At Accelrys, a lot of the software I managed was in-licensed from academia. That approach allowed the company to tap into the intellectual resources of some of the smartest academic researchers in the world, but it also created a problem. One was the difference in software development practices. Some of the academic code barely had version control. But that’s the obvious one. In a new post at Computing at Scale, Bill McColl writes about Domain-specific parallel programming. Translating code parallelized for an academic setting, often under the assumption that huge clusters might be available, to an industrial setting where scaling and fault tolerance become critical, where resource availability varies widely, and speed is critical, is always a challenge. This is especially true when you’re trying to shrink wrap software and building interactive interfaces.

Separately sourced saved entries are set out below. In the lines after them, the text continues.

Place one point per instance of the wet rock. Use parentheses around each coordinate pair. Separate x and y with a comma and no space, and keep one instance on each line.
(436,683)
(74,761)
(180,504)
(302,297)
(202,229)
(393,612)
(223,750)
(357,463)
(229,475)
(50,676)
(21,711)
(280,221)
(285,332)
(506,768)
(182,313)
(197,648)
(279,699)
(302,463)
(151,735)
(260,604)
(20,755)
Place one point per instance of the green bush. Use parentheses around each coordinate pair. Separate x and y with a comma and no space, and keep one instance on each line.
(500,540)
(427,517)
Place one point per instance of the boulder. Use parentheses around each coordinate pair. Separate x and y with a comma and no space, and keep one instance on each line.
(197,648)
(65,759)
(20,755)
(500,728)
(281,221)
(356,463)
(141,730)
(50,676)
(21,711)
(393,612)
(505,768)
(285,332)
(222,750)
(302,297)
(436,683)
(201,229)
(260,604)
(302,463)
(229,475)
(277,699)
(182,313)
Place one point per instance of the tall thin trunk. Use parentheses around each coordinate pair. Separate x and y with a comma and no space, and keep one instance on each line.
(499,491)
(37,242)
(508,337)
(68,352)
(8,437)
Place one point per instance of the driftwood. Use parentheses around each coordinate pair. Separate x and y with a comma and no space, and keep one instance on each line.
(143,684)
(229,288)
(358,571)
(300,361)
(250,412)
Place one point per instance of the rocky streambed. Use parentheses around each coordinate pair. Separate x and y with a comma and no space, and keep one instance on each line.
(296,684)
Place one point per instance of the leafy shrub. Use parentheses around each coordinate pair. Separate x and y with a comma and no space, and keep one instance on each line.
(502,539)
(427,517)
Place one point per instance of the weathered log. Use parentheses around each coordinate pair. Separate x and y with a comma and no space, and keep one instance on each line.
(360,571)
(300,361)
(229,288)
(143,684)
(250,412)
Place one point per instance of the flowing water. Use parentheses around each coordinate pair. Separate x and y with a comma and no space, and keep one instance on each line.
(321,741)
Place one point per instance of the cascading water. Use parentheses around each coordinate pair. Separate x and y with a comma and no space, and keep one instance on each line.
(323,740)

So in an era with more scale available, clouds to tap into, accelerators, and new data and distribution models, are we going to see a shift? I still feel that the underlying scientific research has to come from academia. They have the resources, time and incentive to do so, but I think industrial think tanks and expertise can contribute back by working with academia on advanced problems of relevance, e.g. in the area of computing. Will we tap into some of the new domain specific development being done today as a scientific community? It can’t be done by one side or the other. But rather we need to identify approaches as a community and understand what works best, without trying to duplicate efforts. Of course, we need people who understand these new methods and paradigms to implement them.
There will always be a tension between academic research efforts and commercial need. In the life sciences it is especially tough for industry specific apps to be developed from an economic point of view, which is why I believe it will have to be a joint effort.
Your thoughts?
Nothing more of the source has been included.